Low representation in STEM
The gender equity issue in STEM careers is well known. The fields of science, technology, engineering, and mathematics are predominantly male-led and have historically had low representation of women.
A report by Australian Government’s Chief Scientist in 2016, Alan Simon Finkle, provided the first detailed analysis of Australia’s STEM trained workforce and found that only a dismal 16 per cent of STEM qualified people are female.
In 2011, 84 per cent of those with a STEM qualification were male, but the gender distribution varied across different STEM fields. In science, the gender distribution was approximately equal, with 51 per cent males and 48 per cent females. Engineering had the most uneven gender distribution, with a 93 per cent male workforce. The distribution also varied across different qualification types—like university and VET.
A 2017 study of 1,327 Swedish secondary school students looked at why boys are more attracted to STEM subjects at university than girls.
Part of the difference was explained by social belongingness, which is defined as the perception of social connectedness in groups, or fitting-in socially with others.
They found that teenagers felt that if they picked subjects that had a higher representation of their gender, they would fit-in more.
However, another factor was self-efficacy, which is the belief that one can succeed in a specific domain. We tend to choose environments in which we feel competent and try to avoid situations where we don’t. The study found that on average, girls had lower levels of self-efficacy in STEM subjects, even though they outperformed boys across high-school subjects.
Despite Sweden being one of the most gender-neutral countries in the world, girls still don’t feel as capable in STEM subjects.
In the 2018–19 Budget, the Coalition announced 4.5 million in new funding to encourage more women to pursue STEM in their education and careers. More recently, they announced they would be offering National Science Week grants valued between $2,000 and $20,000.
In addition, last month the Coalition revealed that they would make a $580,000 contribution to help fund The Girls in STEM Toolkit. Developed by Education Services Australia (a national state-owned not-for-profit), the toolkit aims to increase female participation in STEM.
The educational toolkit will feature articles and case studies on a digital platform. The objective is to motivate students to pursue STEM subjects, and to help young people understand the importance of STEM skills.
Why is STEM so important?
STEM skills are critical to Australia’s prosperity.
Australia’s future will rely on science, technology, engineering and mathematics—disciplines at the heart of innovation. Businesses will rely on STEM to compete in the new sectors that changing technologies will create, and the existing sectors which technology will transform. Australia’s workforce will require specialised skills in STEM as well as high STEM literacy across the board to sustain economic growth.
Research shows that STEM students are more creative, flexible and better prepared to take advantage of the workplace changes that are expected in the future. Technology will continue to disrupt more and more industries, so there is a real concern that there won’t be enough people with STEM-qualifications to fill these roles.
How do we get more girls to study STEM subjects?

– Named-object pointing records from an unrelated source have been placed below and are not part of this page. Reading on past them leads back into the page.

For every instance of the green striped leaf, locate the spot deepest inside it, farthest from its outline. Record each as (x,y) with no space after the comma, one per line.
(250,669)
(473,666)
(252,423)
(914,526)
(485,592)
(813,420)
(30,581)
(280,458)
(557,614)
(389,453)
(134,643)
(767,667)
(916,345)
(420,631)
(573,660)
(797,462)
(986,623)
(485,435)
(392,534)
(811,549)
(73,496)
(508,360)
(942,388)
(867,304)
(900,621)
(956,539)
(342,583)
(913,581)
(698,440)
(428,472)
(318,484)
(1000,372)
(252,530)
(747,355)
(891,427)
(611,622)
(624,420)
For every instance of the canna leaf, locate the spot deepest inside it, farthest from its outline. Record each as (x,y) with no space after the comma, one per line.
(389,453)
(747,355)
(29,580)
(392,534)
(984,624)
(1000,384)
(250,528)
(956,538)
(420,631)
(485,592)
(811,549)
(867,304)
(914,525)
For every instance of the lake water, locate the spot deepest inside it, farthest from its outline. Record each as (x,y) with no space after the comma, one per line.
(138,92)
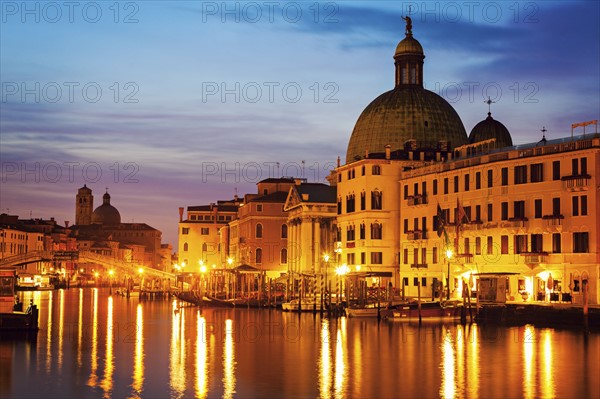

Both of the studies mentioned found that girls are no less capable of studying STEM but, despite this, they still feel so. Young women interested in STEM face barriers that have nothing to do with their abilities; hurdles like discrimination, stereotypes, and harassment.
We need to find a way to remove these barriers and enable young women to feel just as empowered and capable of pursuing careers in STEM. One way we can do this is by providing role-models.
Award-winning astrophysicist Professor Lisa Harvey-Smith has been selected as Australia’s first Women in STEM Ambassador. Professor Harvey-Smith will be tasked with advocating for girls and women in STEM education and careers, raising awareness, and driving social and cultural change in efforts to achieve gender equity.
We must encourage more girls and women to pursue education and careers in science, technology, engineering and mathematics. Increasing female participation in STEM will not only strengthen Australia’s research, science and business capabilities, but it will also help drive greater gender equity throughout Australia’s workforce.